Plug Power stock swung sharply after unveiling plans to sell electricity rights to AI data centers, a move aimed at shoring up liquidity and reshaping its hydrogen-focused business.

Plug Power’s (PLUG) stock whipsawed Tuesday after the hydrogen firm announced plans to raise cash by selling electricity rights and partnering with AI data centers. PLUG shares swung between $2.93 and $2.36 before closing at $2.53, down 1.2%. The update marked a clear shift for the company, which is now linking its future to the booming demand for AI-driven energy.
The news came after Plug posted third-quarter sales of $177.1 million, slightly above expectations but still far from profitability. Investors focused less on earnings and more on how the company plans to fund itself. Plug burned through $90 million in operating cash during the quarter, ending with $166 million on hand. It raised another $370 million soon after, showing how tight liquidity has become.
To fix that, Plug said it expects $275 million in new liquidity from a mix of asset sales, freed-up cash, and lower maintenance spending. The centerpiece of that plan is selling electricity rights in New York and another location to AI data centers—a move that turns its idle energy assets into quick capital.
Beyond asset sales, Plug aims to partner with data centers that need backup power for massive AI workloads. Using its hydrogen systems, the company wants to supply clean and reliable alternatives to diesel generators. CEO Andy Marsh called the effort a step toward “financial discipline” and a way to expand Plug’s reach into a “dynamic, high-growth market.”
The data center business could be the new start Plug’s been looking for. Big Tech companies are pouring billions into AI infrastructure, and those facilities need stable power. Plug’s ability to deliver backup energy gives it a way to move from one-off equipment sales to longer-term service contracts.
Plug will also suspend its participation in the Department of Energy loan program, choosing to redirect capital toward projects with faster payoffs. The company’s new strategy suggests it is prioritizing flexibility over federal funding.
Analysts were mixed but cautiously optimistic. BTIG called the plan “prudent,” while Canaccord said Plug appears to be moving from “build mode” to “harvest mode.” Both firms kept Hold ratings, with Canaccord raising its price target to $2.50. Wall Street still expects Plug to post its first operating profit in 2029, though that timeline may shift depending on how well the new strategy plays out.

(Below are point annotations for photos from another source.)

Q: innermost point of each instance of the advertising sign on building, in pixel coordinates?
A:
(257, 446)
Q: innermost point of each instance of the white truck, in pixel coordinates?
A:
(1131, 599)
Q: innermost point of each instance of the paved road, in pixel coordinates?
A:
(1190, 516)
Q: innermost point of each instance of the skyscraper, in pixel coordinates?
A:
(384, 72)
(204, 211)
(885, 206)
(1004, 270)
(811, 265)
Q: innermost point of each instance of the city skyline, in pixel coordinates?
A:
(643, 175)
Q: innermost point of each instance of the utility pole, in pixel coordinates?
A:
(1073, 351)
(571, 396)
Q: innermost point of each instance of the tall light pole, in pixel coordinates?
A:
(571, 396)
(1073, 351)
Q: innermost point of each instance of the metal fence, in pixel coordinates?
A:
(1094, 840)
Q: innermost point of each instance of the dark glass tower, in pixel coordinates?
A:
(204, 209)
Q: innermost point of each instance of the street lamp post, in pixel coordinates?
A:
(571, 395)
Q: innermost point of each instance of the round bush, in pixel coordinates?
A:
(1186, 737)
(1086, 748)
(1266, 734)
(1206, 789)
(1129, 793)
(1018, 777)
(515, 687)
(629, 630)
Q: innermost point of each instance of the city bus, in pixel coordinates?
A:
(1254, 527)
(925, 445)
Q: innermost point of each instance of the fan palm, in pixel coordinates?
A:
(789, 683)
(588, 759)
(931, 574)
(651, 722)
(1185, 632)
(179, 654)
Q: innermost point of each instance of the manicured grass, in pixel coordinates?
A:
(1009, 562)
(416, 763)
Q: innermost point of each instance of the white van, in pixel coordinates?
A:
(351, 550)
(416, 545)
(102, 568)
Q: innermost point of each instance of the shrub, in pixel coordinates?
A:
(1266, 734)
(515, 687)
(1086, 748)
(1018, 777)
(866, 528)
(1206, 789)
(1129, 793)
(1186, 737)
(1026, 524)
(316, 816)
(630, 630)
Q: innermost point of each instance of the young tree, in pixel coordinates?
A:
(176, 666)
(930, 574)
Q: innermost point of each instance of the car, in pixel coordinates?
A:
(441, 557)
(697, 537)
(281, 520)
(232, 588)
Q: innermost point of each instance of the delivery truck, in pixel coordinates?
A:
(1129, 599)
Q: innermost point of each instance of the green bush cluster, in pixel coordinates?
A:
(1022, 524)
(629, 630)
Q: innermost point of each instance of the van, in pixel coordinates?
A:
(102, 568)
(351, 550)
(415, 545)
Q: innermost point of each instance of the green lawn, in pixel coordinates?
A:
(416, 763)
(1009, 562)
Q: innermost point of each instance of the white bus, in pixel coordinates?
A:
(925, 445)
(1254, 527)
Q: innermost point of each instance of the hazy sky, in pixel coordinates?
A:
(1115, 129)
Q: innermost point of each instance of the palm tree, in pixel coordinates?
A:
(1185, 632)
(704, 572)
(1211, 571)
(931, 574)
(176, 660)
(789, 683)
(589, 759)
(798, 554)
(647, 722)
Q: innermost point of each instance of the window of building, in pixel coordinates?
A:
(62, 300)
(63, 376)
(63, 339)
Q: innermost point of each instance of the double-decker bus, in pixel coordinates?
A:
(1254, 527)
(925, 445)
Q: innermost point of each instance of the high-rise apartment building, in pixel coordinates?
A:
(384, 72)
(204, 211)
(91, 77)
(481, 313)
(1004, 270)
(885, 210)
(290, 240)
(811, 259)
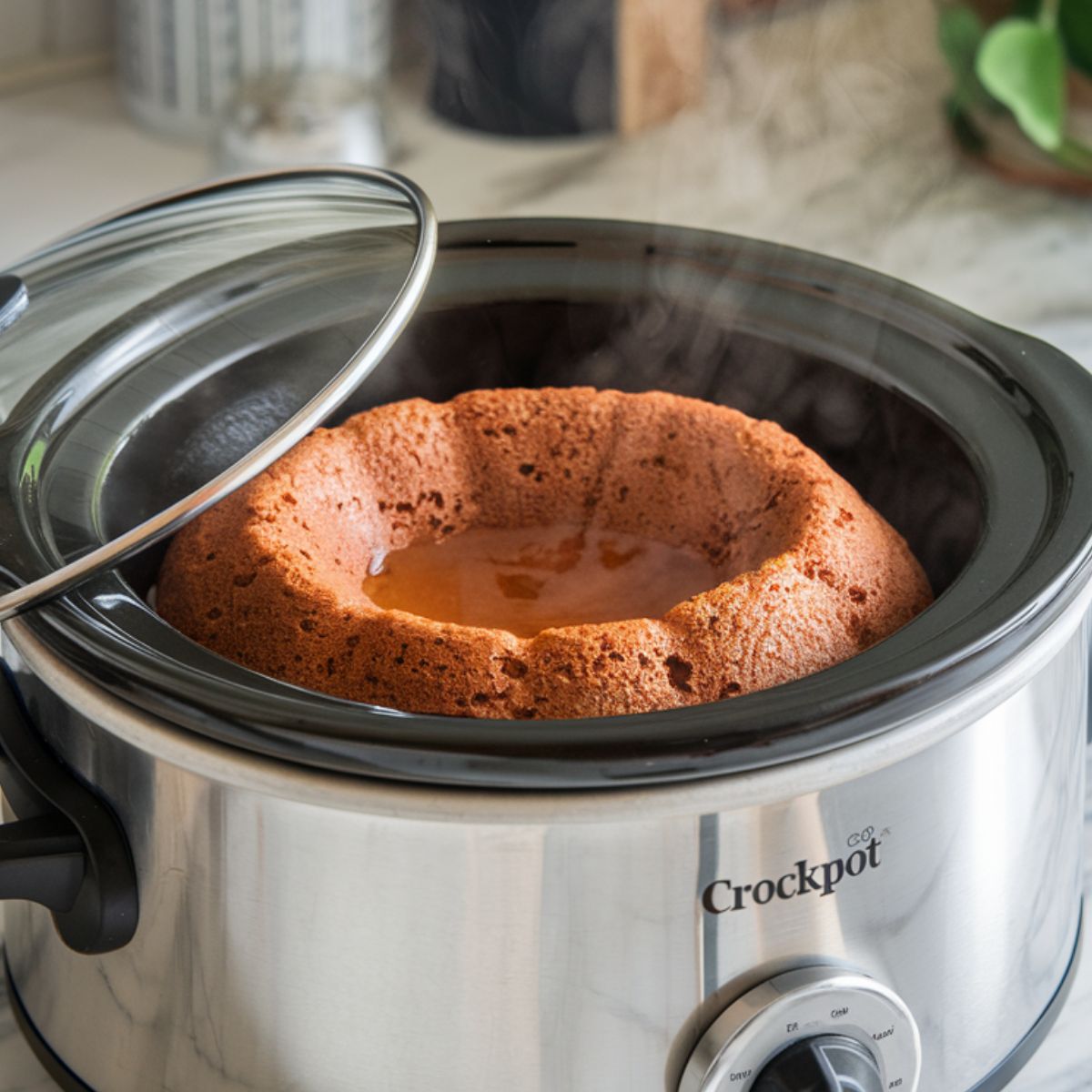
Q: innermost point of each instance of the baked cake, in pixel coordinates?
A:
(802, 572)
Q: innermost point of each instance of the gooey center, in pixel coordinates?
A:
(529, 579)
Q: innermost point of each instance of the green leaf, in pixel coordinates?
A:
(960, 32)
(1075, 21)
(1024, 66)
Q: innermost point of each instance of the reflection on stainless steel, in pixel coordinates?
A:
(298, 927)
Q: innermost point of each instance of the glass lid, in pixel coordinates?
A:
(143, 311)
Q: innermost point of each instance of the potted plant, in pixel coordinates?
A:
(1022, 86)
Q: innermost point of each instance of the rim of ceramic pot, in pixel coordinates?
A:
(1018, 410)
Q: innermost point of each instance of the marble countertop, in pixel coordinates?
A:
(822, 129)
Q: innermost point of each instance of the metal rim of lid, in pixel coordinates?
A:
(310, 415)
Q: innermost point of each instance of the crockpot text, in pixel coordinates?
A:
(723, 895)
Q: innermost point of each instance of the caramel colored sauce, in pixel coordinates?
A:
(530, 579)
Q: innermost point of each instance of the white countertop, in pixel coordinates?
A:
(822, 129)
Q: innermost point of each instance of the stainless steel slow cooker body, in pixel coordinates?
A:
(342, 898)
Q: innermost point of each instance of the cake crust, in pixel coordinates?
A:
(272, 577)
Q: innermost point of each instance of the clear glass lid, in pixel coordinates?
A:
(105, 333)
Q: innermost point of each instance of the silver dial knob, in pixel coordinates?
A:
(823, 1064)
(804, 1027)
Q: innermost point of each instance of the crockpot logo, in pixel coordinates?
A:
(723, 895)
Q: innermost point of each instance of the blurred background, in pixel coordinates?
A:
(860, 128)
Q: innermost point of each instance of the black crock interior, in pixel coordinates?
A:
(965, 436)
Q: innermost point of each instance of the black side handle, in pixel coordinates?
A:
(66, 849)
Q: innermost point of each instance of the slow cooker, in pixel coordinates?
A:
(864, 880)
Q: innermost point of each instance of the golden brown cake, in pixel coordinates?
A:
(808, 573)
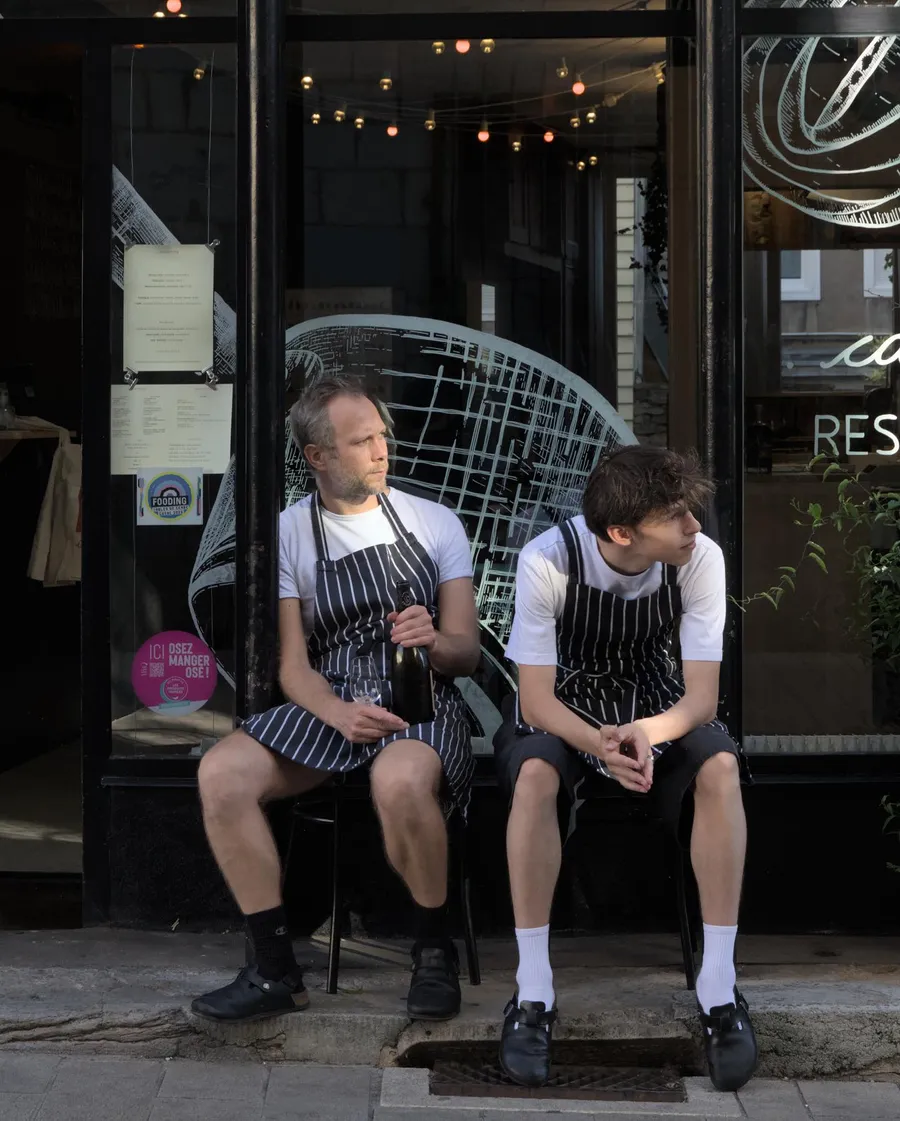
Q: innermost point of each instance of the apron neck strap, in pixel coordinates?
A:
(575, 573)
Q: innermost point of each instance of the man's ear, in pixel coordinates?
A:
(619, 535)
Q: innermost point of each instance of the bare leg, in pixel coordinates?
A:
(718, 839)
(235, 777)
(406, 779)
(534, 846)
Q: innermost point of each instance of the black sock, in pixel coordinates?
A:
(432, 925)
(271, 943)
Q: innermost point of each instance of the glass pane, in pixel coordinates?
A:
(822, 232)
(494, 241)
(172, 563)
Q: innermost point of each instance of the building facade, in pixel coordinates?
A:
(544, 230)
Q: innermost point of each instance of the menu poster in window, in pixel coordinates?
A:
(186, 427)
(168, 308)
(166, 497)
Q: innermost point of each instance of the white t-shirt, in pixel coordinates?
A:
(540, 592)
(436, 528)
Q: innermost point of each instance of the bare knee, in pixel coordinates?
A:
(538, 783)
(718, 777)
(233, 775)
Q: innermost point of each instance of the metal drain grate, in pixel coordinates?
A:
(581, 1083)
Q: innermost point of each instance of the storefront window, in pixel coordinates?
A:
(172, 548)
(822, 232)
(488, 232)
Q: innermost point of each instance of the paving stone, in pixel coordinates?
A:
(231, 1082)
(121, 1076)
(19, 1106)
(27, 1074)
(315, 1090)
(852, 1101)
(772, 1100)
(197, 1109)
(83, 1106)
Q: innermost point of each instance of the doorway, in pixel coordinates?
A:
(40, 290)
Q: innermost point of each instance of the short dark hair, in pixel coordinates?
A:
(309, 420)
(637, 481)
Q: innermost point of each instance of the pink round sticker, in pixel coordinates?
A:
(174, 673)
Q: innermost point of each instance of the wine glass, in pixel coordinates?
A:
(364, 682)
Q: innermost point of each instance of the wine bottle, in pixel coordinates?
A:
(413, 696)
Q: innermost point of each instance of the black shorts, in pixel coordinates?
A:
(674, 771)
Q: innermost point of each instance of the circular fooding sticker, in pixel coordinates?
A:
(174, 673)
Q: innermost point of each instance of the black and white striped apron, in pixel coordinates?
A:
(353, 599)
(615, 660)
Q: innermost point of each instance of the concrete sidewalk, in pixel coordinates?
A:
(823, 1007)
(48, 1087)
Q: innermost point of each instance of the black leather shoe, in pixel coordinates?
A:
(251, 997)
(731, 1044)
(434, 991)
(525, 1044)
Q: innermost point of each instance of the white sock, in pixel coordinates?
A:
(535, 978)
(715, 982)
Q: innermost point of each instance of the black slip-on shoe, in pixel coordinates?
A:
(434, 991)
(731, 1044)
(251, 997)
(525, 1043)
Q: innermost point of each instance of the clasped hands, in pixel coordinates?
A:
(627, 753)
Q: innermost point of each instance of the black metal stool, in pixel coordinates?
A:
(331, 799)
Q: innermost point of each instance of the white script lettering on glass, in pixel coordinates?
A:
(888, 352)
(828, 426)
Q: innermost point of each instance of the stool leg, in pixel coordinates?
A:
(334, 945)
(684, 923)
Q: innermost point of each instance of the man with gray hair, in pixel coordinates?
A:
(344, 549)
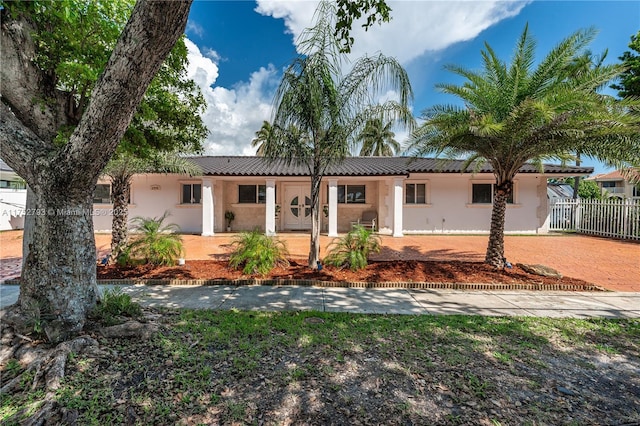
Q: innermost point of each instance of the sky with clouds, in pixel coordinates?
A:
(238, 49)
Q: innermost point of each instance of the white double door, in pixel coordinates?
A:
(297, 207)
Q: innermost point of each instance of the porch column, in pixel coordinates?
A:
(270, 214)
(208, 207)
(397, 206)
(333, 207)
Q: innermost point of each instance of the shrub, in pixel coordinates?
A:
(156, 244)
(256, 253)
(113, 304)
(353, 249)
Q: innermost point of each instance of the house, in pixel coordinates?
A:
(409, 196)
(618, 184)
(13, 198)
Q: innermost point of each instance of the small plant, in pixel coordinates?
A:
(229, 216)
(156, 244)
(113, 304)
(257, 253)
(353, 249)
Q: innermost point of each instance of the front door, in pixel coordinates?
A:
(297, 207)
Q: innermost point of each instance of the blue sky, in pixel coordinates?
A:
(238, 49)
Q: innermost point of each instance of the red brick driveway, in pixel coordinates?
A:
(609, 263)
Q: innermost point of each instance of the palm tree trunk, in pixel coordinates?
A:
(120, 186)
(495, 248)
(314, 249)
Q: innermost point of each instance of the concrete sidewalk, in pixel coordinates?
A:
(380, 301)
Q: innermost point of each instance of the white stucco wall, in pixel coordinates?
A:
(449, 208)
(148, 202)
(448, 198)
(12, 204)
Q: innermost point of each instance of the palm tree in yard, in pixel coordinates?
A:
(121, 169)
(263, 137)
(378, 139)
(521, 112)
(327, 108)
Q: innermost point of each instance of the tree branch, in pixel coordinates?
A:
(146, 41)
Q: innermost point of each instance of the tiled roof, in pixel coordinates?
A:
(356, 166)
(614, 175)
(4, 166)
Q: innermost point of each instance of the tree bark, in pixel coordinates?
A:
(58, 272)
(495, 248)
(120, 190)
(314, 249)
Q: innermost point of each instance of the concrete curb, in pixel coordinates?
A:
(342, 284)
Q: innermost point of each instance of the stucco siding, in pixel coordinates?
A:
(449, 207)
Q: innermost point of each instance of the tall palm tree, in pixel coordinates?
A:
(378, 139)
(263, 137)
(577, 67)
(521, 113)
(328, 108)
(120, 170)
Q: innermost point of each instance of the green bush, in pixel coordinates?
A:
(256, 253)
(156, 243)
(114, 304)
(353, 249)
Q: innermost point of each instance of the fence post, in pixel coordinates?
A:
(578, 221)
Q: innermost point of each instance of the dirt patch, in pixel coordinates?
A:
(396, 271)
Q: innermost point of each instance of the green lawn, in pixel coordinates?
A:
(208, 367)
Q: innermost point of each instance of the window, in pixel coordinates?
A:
(191, 193)
(415, 193)
(13, 184)
(350, 194)
(102, 194)
(252, 194)
(482, 193)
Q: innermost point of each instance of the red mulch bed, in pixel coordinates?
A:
(377, 271)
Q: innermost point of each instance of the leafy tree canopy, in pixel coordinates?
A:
(74, 40)
(630, 78)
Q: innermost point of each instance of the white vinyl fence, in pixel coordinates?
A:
(612, 217)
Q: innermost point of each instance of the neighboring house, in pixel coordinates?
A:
(559, 191)
(13, 198)
(419, 196)
(617, 184)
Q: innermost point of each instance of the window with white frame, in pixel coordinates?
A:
(191, 193)
(102, 194)
(252, 194)
(415, 193)
(483, 193)
(350, 194)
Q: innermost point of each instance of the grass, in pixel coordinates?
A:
(234, 366)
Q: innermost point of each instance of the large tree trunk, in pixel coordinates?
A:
(58, 273)
(495, 248)
(120, 189)
(314, 249)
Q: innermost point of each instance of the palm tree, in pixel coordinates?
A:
(521, 113)
(577, 67)
(378, 139)
(120, 170)
(327, 109)
(263, 137)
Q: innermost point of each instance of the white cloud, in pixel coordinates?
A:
(195, 28)
(233, 115)
(415, 28)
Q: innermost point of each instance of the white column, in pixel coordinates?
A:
(270, 215)
(397, 206)
(333, 207)
(208, 207)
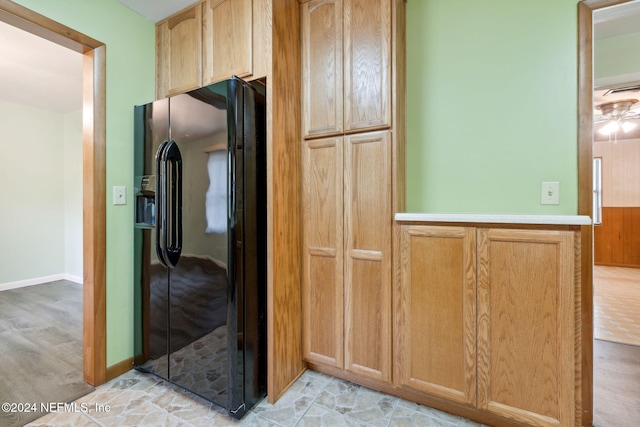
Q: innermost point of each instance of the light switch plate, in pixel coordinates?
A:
(550, 193)
(119, 195)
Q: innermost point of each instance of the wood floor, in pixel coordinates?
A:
(41, 347)
(616, 385)
(616, 302)
(41, 357)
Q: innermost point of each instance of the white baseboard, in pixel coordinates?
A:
(72, 278)
(39, 281)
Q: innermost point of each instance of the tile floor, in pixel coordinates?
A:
(616, 302)
(136, 399)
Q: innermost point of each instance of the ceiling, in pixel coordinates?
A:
(157, 10)
(37, 72)
(42, 74)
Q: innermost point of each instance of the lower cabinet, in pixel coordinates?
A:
(435, 319)
(487, 317)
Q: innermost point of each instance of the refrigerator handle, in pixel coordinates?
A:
(169, 201)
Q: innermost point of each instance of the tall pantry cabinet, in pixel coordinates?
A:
(352, 180)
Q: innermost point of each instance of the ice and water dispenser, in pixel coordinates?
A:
(145, 200)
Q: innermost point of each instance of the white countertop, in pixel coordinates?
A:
(495, 218)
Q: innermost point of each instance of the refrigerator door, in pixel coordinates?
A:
(198, 289)
(151, 296)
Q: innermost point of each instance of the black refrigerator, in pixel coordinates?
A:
(200, 242)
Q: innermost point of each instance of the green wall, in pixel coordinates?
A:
(130, 42)
(491, 105)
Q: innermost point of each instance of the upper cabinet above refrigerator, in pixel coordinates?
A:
(211, 41)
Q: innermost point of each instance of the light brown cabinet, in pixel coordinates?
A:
(435, 319)
(178, 52)
(527, 325)
(212, 41)
(347, 258)
(346, 66)
(516, 287)
(352, 169)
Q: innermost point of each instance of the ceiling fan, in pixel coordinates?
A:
(617, 115)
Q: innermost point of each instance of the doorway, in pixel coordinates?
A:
(94, 172)
(586, 9)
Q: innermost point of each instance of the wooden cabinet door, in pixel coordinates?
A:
(526, 325)
(322, 95)
(435, 320)
(323, 251)
(367, 64)
(178, 52)
(367, 229)
(227, 35)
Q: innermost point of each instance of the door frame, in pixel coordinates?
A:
(93, 174)
(585, 189)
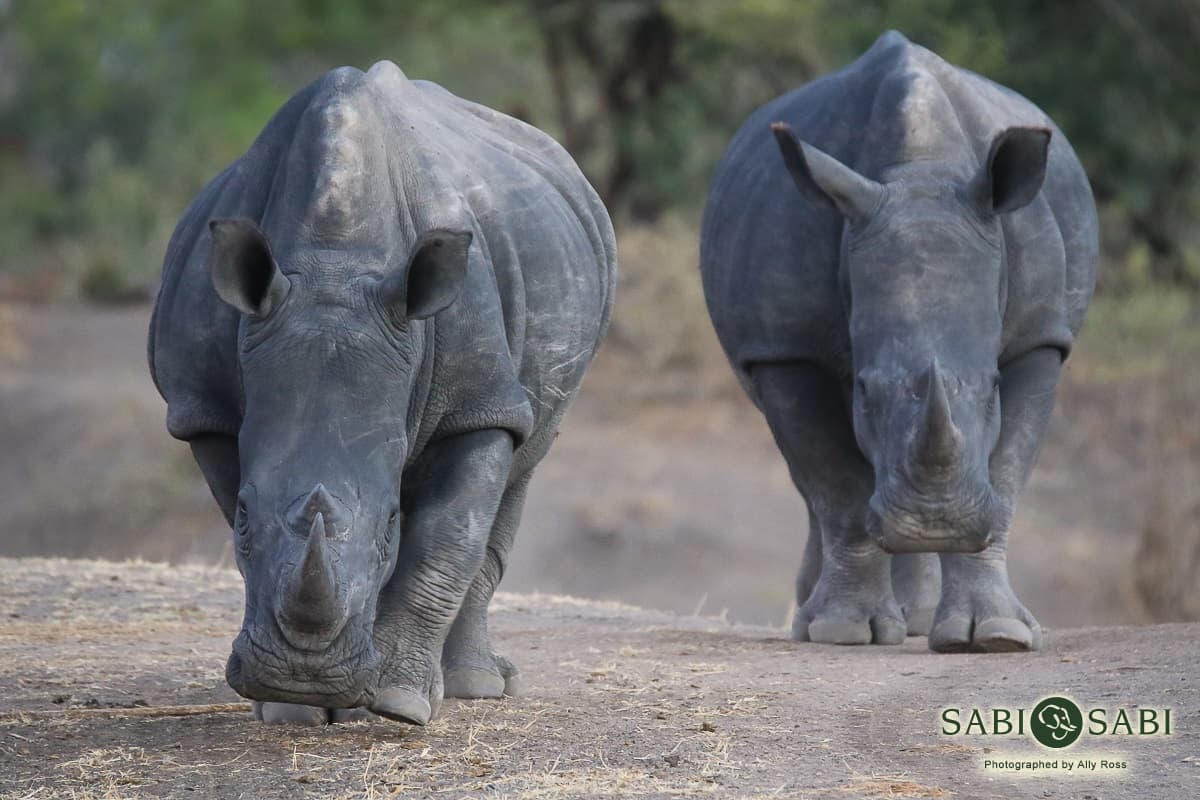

Plug Power’s stock is up about 20% this year, but remains down 25% over the past month, reflecting a fragile recovery story. Investors want to see results before giving the company credit for its pivot.
If Plug successfully converts its power assets into liquidity and lands data center deals, it could finally move closer to sustainable growth.
Wall Street remains cautious on Plug Power. Of the 17 analysts covering the stock, most rate it a Hold, with only five recommending a Buy and three calling it a Sell.
The average 12-month PLUG price target sits at $2.95, suggesting a modest 16.6% upside from current levels.